Ridendo, sì, ma a denti stretti, e perciò non di gusto, come faceva al Cappello Nero. Li aperse bene, quella sera sul tardi, per maledire la falda e tutto il resto dell'abbigliamento cerimoniale, che aveva dovuto cavar dall'armadio. E nondimeno, quando ebbe finito di vestirsi, non era più tanto feroce. Uscito dal suo quartierino in vicinanza dei Frari, venuto alla riva e sceso in gondola, dopo aver gittata al gondoliere la frase “al palazzo Orseolo„, le sue invettive cominciarono a condirsi di qualche amenità; segno che quell'ottimo signor Brizzi si veniva bel bello rassegnando al suo fato.
— Ebbene, vecchia mia, — diceva egli, abbottonando su quella povera falda i due petti del suo palandrano, — sei contenta d'essere uscita dall'armadio, ove meritavi di restare fino alla mattina del giudizio universale?

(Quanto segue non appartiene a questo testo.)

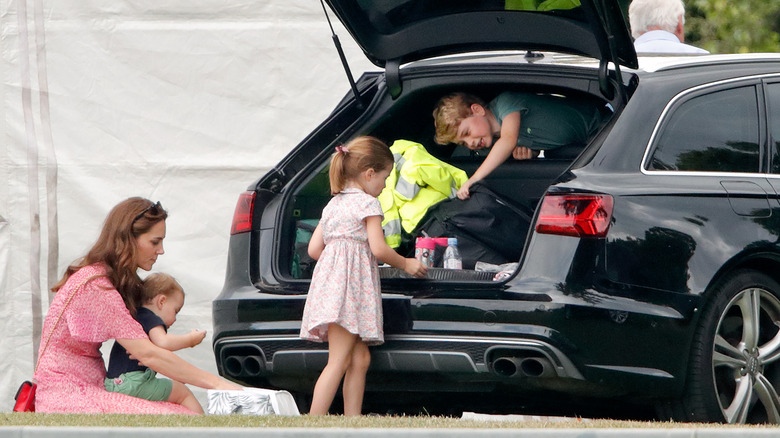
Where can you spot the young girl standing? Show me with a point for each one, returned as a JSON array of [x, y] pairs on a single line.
[[344, 305]]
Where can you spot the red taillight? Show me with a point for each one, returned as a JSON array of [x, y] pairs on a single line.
[[578, 215], [242, 217]]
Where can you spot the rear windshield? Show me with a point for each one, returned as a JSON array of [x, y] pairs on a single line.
[[388, 16]]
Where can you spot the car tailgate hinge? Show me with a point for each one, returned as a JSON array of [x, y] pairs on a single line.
[[393, 77]]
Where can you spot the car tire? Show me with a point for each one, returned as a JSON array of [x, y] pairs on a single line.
[[734, 372]]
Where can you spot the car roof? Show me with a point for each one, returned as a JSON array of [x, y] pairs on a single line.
[[663, 63], [402, 31]]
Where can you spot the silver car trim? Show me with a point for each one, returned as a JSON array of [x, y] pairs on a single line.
[[663, 116]]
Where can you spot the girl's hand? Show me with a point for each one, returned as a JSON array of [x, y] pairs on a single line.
[[463, 192], [197, 336], [415, 268]]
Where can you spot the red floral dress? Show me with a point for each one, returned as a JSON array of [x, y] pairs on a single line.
[[345, 284], [71, 371]]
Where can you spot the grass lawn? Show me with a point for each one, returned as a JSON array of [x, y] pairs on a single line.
[[82, 420]]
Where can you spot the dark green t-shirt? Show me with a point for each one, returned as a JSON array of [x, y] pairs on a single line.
[[548, 121]]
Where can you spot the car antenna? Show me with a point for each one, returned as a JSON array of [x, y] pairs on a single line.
[[343, 59]]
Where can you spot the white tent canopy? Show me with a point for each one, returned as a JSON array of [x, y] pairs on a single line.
[[182, 102]]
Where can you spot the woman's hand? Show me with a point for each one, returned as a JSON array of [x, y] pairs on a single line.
[[228, 386], [415, 267], [196, 336]]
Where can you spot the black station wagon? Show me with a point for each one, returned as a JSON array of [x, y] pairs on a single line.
[[649, 269]]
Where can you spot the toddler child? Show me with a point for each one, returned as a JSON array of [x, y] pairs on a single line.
[[162, 299], [344, 305]]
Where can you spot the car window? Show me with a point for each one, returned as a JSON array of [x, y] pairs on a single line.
[[773, 94], [394, 14], [714, 132]]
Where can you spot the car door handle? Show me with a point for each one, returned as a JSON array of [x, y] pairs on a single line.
[[747, 198]]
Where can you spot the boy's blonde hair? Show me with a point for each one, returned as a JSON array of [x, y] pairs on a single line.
[[159, 283], [449, 112], [359, 155]]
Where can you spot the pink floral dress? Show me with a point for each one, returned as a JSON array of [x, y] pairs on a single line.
[[345, 285], [71, 371]]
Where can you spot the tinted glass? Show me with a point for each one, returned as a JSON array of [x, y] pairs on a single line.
[[773, 92], [393, 14], [716, 132]]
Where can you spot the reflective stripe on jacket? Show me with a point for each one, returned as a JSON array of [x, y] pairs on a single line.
[[418, 181]]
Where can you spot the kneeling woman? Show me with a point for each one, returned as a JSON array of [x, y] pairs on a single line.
[[95, 301]]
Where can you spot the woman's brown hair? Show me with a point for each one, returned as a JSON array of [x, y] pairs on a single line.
[[117, 245], [359, 155]]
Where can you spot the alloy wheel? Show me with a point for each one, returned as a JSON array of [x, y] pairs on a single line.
[[745, 355]]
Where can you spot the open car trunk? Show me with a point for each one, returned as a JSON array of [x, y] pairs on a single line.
[[491, 226]]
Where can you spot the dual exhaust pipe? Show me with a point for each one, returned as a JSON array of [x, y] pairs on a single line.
[[537, 367], [236, 366]]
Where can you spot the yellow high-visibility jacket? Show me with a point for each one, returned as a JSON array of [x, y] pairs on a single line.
[[418, 180]]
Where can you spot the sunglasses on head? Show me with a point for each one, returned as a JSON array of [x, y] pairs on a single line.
[[154, 208]]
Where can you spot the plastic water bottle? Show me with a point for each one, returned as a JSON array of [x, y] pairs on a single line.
[[452, 258]]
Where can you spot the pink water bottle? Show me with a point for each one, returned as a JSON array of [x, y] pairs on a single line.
[[423, 250]]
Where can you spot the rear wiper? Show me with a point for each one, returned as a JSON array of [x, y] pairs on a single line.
[[343, 58]]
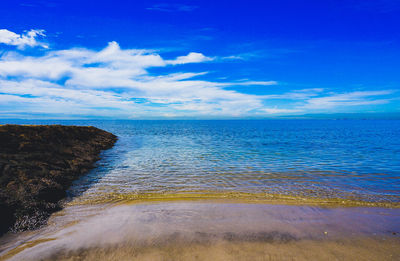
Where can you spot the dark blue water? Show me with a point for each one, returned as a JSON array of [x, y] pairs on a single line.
[[322, 158]]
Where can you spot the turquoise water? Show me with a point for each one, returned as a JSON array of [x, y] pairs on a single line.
[[322, 158]]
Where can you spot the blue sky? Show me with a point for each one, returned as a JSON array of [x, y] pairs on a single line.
[[198, 59]]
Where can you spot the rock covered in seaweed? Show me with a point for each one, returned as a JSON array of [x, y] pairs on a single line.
[[38, 164]]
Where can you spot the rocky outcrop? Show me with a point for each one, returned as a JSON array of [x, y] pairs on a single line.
[[38, 164]]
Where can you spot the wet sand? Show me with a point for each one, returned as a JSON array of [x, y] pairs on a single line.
[[204, 230]]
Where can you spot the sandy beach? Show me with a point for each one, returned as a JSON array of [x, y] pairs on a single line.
[[204, 230]]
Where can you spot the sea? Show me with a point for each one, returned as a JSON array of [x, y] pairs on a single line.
[[332, 159], [229, 190]]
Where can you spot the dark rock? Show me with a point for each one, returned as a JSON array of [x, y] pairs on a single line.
[[38, 164]]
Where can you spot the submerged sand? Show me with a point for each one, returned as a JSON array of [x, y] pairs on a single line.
[[193, 230]]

Con tante grinze, farai la tua bella figura! E tu, piastrone di tela batista, lustro e sodo come un piatto di porcellana, le vorrai bere, le tue goccioline di caffè e di liquori, non è vero? Strano! — soggiunse il signor Brizzi, accomodandosi meglio che poteva sui neri cuscini del felze. — Ci sono quei cari giovinotti, che non si macchiano mai. Forse per questo portano i baffi tirati all'insù, che paiono tanti gatti arrabbiati. E noi.... e noi, poveri vecchi, li portiamo voltati all'ingiù, come tanti Cinesi. Ecco il guaio! —
Il signor Brizzi, come abbiamo sentito da lui, era stato tra i difensori di Malghera. Fedele ai ricordi del patrio risorgimento, portava baffi e pizzo all'italiana.

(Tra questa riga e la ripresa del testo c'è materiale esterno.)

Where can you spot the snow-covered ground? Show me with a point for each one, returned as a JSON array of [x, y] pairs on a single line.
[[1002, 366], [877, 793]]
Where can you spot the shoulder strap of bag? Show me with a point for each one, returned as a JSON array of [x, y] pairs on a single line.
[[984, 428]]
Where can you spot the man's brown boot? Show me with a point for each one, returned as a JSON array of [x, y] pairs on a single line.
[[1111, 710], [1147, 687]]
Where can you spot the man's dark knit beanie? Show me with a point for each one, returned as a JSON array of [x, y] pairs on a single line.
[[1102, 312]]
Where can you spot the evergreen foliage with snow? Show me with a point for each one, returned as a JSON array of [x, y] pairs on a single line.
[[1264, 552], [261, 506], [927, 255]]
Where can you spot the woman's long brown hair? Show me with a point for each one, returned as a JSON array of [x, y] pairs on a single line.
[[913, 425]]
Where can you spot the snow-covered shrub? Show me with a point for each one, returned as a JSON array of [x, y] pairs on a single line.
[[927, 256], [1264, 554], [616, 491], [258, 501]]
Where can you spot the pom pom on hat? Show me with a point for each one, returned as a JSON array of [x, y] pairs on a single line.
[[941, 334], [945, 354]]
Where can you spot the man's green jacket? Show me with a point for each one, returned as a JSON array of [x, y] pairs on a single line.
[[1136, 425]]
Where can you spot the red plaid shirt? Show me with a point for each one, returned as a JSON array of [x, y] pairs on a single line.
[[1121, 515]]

[pg!18] A piè della gradinata del palazzo Orseolo approdava un'altra gondola, donde smontarono dopo il signor Brizzi altri due invitati di casa Zuliani. Tutti e tre, scambiata una stretta di mano, salirono, giungendo proprio gli ultimi all'appello. Nel gran salotto della signora Livia era già adunata, disposta in crocchi, secondo il caso o le affinità elettive, una fiorita compagnia; “le donne, i cavalier, l'armi....„; sì, anche l'armi, rappresentate da Federico Cantelli, nella sua severa uniforme di sottotenente di marina. Quanto agli “amori„ potevano essi mancare? Dove son donne e cavalieri, è più facile azzeccar gli amori che l'armi.

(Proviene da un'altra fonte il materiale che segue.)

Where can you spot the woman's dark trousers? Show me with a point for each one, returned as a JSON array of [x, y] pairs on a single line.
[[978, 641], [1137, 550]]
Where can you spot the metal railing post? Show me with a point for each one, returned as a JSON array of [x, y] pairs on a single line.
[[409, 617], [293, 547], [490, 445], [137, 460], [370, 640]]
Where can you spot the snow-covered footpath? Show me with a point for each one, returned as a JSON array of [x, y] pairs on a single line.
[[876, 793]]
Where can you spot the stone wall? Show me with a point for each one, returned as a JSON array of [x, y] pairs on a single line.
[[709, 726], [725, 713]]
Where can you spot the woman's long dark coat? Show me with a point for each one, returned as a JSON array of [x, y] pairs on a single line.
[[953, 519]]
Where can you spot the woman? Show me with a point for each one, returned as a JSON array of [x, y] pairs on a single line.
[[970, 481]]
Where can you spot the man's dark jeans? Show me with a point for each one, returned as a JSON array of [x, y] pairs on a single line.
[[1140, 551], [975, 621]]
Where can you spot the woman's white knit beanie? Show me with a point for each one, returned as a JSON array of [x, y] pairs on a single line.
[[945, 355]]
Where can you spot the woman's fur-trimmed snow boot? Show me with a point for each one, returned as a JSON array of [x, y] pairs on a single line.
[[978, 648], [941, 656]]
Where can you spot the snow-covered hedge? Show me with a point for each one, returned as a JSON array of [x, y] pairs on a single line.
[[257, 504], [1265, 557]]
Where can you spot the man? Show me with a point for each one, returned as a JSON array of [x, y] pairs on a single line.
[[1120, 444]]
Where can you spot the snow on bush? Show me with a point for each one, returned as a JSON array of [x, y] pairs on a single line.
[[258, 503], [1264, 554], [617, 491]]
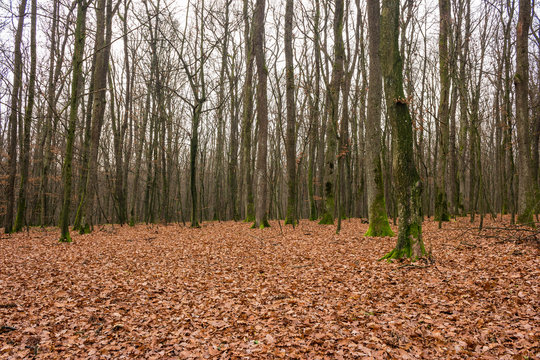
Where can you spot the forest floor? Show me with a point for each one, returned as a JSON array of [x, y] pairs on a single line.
[[228, 291]]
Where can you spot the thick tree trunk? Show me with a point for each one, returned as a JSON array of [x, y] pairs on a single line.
[[103, 41], [408, 184], [378, 220]]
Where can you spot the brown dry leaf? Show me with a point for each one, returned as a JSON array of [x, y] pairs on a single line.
[[227, 291]]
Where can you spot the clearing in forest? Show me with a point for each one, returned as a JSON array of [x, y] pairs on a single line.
[[228, 291]]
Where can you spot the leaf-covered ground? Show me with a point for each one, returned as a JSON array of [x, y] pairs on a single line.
[[228, 291]]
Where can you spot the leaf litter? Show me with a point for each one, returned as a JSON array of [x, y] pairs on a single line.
[[226, 291]]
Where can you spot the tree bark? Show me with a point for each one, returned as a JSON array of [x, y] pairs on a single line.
[[333, 108], [378, 220], [261, 212], [527, 192], [14, 114], [290, 145], [78, 53], [408, 184], [25, 163], [441, 202]]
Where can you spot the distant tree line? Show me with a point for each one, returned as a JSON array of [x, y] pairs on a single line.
[[150, 111]]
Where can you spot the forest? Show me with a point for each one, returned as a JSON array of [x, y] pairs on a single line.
[[269, 179]]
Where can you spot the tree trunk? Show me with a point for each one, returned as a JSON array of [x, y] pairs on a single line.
[[14, 114], [333, 108], [441, 202], [290, 145], [261, 216], [408, 184], [25, 164], [103, 40], [78, 53], [247, 115], [527, 191], [378, 220]]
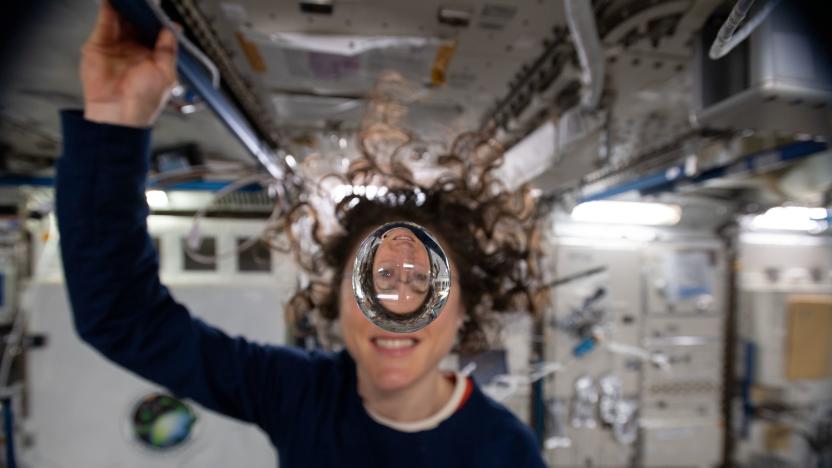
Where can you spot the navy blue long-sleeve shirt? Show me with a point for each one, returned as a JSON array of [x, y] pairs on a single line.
[[307, 403]]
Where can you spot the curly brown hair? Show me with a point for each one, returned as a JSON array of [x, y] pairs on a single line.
[[491, 233]]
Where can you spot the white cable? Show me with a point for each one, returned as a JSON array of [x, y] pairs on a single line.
[[190, 46], [728, 37], [581, 21]]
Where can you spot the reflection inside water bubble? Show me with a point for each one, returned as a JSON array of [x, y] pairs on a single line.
[[401, 277]]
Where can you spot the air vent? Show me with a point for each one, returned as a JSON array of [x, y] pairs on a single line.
[[317, 7]]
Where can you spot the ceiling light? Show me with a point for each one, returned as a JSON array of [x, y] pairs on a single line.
[[157, 199], [792, 218], [626, 212]]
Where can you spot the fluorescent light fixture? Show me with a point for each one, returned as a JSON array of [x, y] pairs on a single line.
[[626, 212], [792, 218], [156, 199]]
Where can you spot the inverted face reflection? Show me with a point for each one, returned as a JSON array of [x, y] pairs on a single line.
[[401, 277], [401, 271]]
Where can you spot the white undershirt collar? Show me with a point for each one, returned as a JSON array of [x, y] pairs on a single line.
[[431, 421]]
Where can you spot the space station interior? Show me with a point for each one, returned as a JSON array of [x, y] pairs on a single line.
[[675, 155]]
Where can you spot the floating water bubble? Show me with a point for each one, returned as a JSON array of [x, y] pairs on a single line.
[[401, 277]]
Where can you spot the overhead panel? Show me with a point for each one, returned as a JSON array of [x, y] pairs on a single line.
[[317, 69]]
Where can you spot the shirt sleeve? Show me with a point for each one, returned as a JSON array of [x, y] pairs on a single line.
[[121, 308]]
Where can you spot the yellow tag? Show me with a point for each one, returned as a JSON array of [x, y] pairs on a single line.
[[438, 75]]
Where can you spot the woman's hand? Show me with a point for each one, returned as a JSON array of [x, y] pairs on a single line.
[[125, 82]]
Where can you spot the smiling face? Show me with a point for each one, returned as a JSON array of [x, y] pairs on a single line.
[[393, 361]]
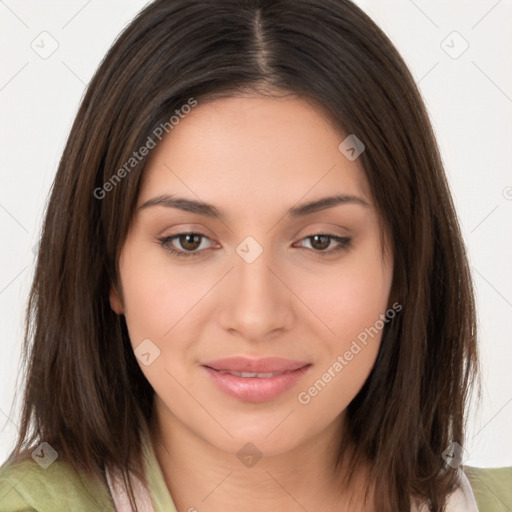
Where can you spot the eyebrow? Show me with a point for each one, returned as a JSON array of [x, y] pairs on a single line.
[[209, 210]]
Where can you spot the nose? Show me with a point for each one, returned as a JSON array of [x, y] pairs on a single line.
[[258, 300]]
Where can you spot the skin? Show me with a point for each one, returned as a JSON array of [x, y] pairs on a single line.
[[253, 157]]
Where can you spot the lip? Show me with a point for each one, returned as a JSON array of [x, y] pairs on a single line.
[[262, 365], [255, 389]]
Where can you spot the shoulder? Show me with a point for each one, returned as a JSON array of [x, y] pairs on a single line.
[[492, 488], [25, 486]]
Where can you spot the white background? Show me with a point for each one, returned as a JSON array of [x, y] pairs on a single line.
[[469, 99]]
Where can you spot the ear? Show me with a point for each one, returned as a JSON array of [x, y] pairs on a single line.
[[115, 301]]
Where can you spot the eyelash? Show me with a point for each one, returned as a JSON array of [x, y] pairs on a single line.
[[344, 242]]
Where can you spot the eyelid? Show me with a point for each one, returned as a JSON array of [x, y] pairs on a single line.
[[343, 243]]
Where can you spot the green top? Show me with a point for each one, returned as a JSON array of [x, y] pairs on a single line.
[[27, 487]]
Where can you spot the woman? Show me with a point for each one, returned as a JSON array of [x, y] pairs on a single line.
[[251, 289]]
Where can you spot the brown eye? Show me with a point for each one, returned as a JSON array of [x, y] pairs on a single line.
[[187, 244], [320, 243]]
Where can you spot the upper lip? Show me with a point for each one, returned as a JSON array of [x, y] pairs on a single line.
[[262, 365]]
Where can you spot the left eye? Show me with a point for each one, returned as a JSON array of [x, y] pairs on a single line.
[[191, 243], [188, 241]]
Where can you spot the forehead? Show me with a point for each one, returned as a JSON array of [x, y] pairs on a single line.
[[255, 151]]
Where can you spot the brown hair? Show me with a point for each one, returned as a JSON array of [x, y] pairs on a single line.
[[85, 392]]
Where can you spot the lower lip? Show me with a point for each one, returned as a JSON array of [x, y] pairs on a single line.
[[255, 389]]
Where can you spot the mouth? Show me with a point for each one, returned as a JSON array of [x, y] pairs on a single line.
[[255, 380]]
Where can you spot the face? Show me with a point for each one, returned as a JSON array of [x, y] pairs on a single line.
[[263, 278]]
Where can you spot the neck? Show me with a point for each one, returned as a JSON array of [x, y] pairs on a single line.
[[300, 479]]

— Così tardi? — chiese amabilmente la signora Livia, stendendo la sua bella mano al signor Brizzi.
— Padrona, — rispose l'ameno segretario, inchinandosi, — abbia la bontà di scusare un povero villano, che non ha voluto venire con le mani vuote. Come vede, ho portato questi due forestieri. —
E contento della sua barzelletta, si trasse da un lato, per lasciar passare alla cerimonia dello shake-hand il cavalier Lunardi e il maestro di musica.